Assim é que conhecemos Sônia Silk, mulher que perambula absorta numa espécie de solipsismo vertiginoso ou embriaguez de todo sempre, impedida de enxergar o que lhe espera pela frente, mas consciente da força de sua beleza e dos inevitáveis jogos de azar a que isso a transporta. Sonia maldiz a pobreza, a velhice, os tarados, enquanto é perseguida a todo canto por um fantasma com o qual já aprendeu a conviver. Vidimar (Otoniel Serra), o irmão de Sonia, também berra seus desejos e delírios a beira mar, admitindo a paixão-tabu por seu patrão.

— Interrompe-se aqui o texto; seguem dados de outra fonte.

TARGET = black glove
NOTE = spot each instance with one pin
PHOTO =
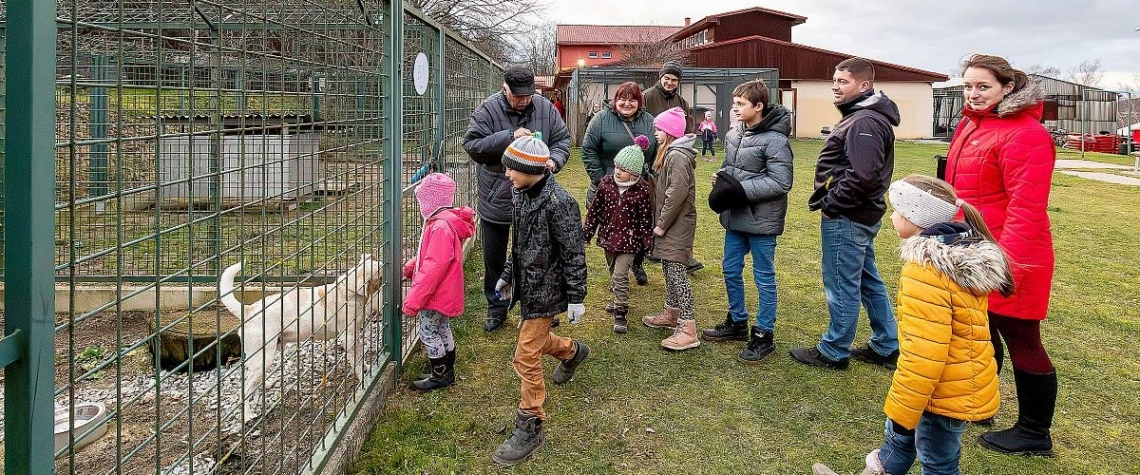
(726, 193)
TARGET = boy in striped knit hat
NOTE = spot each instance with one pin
(546, 276)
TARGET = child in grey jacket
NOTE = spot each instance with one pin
(750, 194)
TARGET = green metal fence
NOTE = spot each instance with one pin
(190, 136)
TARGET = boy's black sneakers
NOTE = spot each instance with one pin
(727, 330)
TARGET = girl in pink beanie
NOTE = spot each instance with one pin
(436, 294)
(675, 227)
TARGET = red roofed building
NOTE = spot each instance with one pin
(760, 38)
(594, 44)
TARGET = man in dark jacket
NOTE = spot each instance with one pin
(666, 95)
(512, 113)
(661, 97)
(852, 178)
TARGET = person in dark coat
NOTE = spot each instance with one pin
(545, 276)
(664, 96)
(621, 214)
(625, 122)
(852, 177)
(513, 112)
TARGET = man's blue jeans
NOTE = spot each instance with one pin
(937, 444)
(763, 247)
(849, 277)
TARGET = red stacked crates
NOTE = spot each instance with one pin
(1107, 144)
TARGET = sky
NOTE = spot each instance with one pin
(933, 35)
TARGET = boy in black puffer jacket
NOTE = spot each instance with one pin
(545, 275)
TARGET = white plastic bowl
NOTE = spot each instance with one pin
(88, 415)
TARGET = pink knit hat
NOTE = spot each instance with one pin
(672, 122)
(436, 191)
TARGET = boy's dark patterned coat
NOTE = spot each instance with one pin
(547, 263)
(624, 222)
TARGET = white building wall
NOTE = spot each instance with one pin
(815, 107)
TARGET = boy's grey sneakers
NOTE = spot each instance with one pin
(564, 371)
(865, 354)
(811, 355)
(526, 439)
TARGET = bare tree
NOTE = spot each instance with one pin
(486, 23)
(1044, 71)
(536, 49)
(1088, 72)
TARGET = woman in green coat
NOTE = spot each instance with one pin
(621, 123)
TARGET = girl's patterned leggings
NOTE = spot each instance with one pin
(436, 333)
(678, 294)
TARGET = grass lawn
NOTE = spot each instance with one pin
(634, 408)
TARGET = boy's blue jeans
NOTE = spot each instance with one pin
(763, 248)
(937, 444)
(849, 277)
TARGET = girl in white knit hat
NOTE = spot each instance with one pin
(946, 373)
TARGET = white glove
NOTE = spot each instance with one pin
(575, 312)
(503, 291)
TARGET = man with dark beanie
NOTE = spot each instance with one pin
(661, 97)
(515, 111)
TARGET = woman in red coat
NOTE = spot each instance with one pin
(1001, 161)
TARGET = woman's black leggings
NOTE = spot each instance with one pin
(1023, 340)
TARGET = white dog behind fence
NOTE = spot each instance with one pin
(339, 309)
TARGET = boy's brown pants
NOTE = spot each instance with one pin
(536, 340)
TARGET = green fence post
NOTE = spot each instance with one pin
(393, 194)
(97, 173)
(30, 194)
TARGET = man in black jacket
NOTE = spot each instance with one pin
(661, 97)
(513, 112)
(852, 178)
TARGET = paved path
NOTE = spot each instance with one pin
(1105, 177)
(1088, 164)
(1066, 165)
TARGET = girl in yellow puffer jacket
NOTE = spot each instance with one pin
(946, 373)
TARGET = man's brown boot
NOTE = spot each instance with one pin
(684, 337)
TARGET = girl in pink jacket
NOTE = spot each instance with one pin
(437, 276)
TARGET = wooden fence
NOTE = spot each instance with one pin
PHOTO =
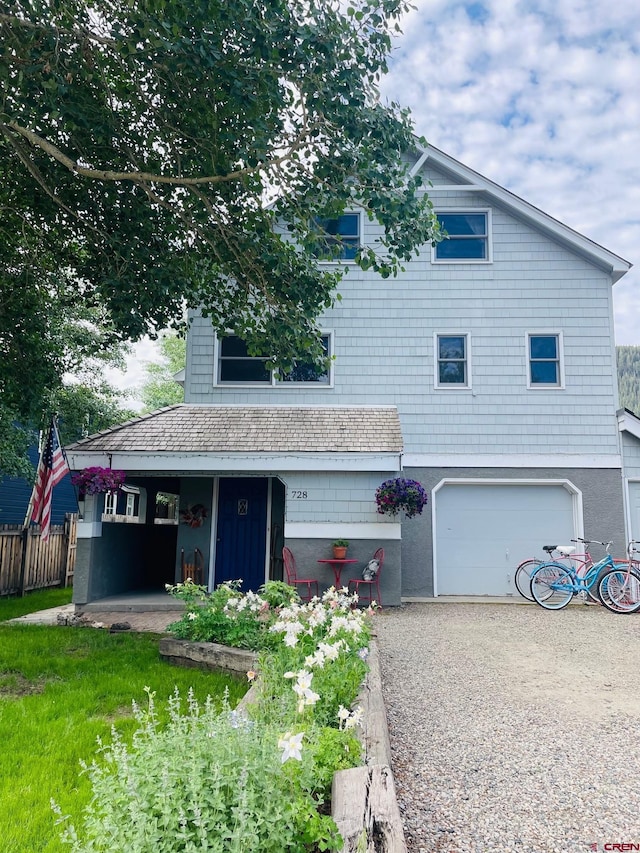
(27, 563)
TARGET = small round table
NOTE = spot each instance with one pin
(337, 566)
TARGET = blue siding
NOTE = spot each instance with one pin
(383, 332)
(15, 493)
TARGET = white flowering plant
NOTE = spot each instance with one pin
(233, 780)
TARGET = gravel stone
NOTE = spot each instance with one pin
(513, 728)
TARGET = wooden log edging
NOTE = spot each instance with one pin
(207, 656)
(363, 800)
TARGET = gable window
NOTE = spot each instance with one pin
(545, 360)
(452, 361)
(468, 237)
(237, 367)
(339, 238)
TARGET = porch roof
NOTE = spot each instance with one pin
(184, 433)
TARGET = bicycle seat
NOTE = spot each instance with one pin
(566, 550)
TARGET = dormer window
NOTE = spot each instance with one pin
(237, 367)
(339, 238)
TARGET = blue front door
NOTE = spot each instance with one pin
(241, 534)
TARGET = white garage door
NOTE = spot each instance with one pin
(484, 531)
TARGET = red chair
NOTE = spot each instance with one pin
(374, 582)
(291, 571)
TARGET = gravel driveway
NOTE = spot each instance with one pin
(513, 728)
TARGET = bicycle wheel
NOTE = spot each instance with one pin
(619, 590)
(522, 577)
(552, 586)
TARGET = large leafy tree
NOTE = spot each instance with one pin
(153, 152)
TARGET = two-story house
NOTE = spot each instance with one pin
(486, 371)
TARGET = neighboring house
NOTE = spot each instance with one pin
(629, 425)
(486, 371)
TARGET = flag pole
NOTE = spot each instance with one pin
(25, 526)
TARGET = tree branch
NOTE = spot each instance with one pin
(144, 177)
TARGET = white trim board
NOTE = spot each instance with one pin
(510, 460)
(335, 530)
(219, 463)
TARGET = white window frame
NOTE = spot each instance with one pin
(111, 503)
(451, 386)
(544, 386)
(131, 504)
(349, 261)
(471, 210)
(274, 381)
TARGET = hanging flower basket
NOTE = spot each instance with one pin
(93, 481)
(194, 516)
(400, 495)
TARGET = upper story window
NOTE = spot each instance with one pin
(468, 239)
(237, 367)
(452, 361)
(339, 238)
(545, 360)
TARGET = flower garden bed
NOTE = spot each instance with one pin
(281, 772)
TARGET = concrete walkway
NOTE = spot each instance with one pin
(155, 621)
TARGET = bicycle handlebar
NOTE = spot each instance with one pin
(605, 545)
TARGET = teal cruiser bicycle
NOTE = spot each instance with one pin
(553, 584)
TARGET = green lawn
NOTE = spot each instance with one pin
(60, 689)
(13, 606)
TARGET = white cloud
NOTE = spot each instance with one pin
(543, 98)
(133, 376)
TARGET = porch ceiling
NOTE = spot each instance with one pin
(185, 431)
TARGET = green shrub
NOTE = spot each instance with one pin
(227, 616)
(207, 781)
(230, 781)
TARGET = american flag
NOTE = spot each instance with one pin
(51, 470)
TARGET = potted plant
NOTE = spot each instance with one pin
(401, 495)
(340, 549)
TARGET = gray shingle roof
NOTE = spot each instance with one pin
(254, 429)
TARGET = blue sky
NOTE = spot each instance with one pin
(541, 97)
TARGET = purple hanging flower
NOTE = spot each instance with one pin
(401, 495)
(93, 481)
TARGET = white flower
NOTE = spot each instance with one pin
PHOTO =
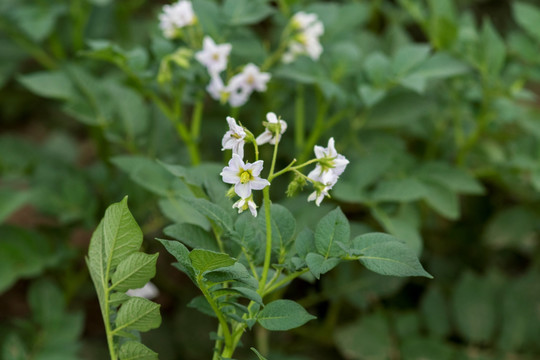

Entre delírios de sol escaldante e pontos de macumba, todas as forças e orixás convocados para se contar essa história apenas reforçam a crueza da realidade subdesenvolvida nas capitais brasileiras em época de desenvolvimentismo, palavra escabrosa que hoje reaparece no cenário político, mais uma vez envolvendo as mãos em nossos pescoços, suplicando furiosa para que calemos nossa potência monstruosa, essa tal antropofagia, coisa que aprendemos a desenvolver desde o primeiro choro, quiçá ainda na barriga de mamãe.

E tudo que se conta e se mostra em Copacabana Mon Amour é fruto desse inconformismo, de se saber fera e de se pôr oxigenada, e mesmo assim ter as forças contidas por inimigos vorazes (fome, miséria, analfabetismo, calor) que nos puxam as rédeas sempre que ousamos mostrar os dentes e dizer que viemos ao mundo pra triunfar a despeito de todas as mazelas.

E Sganzerla se põe como o cronista desse assassinato a luz do sol, assassinato em massa da potência cultural brasileira. Ele nos põe cúmplices apenas para que passemos o resto dos dias com o peso de saber que nossa força emana de algo muito particular que nem nós mesmos compreendemos, mas que ajudamos a matar um pouquinho cada dia. Cada um de nós um pouco Soninha Silk, feras incompreendidas.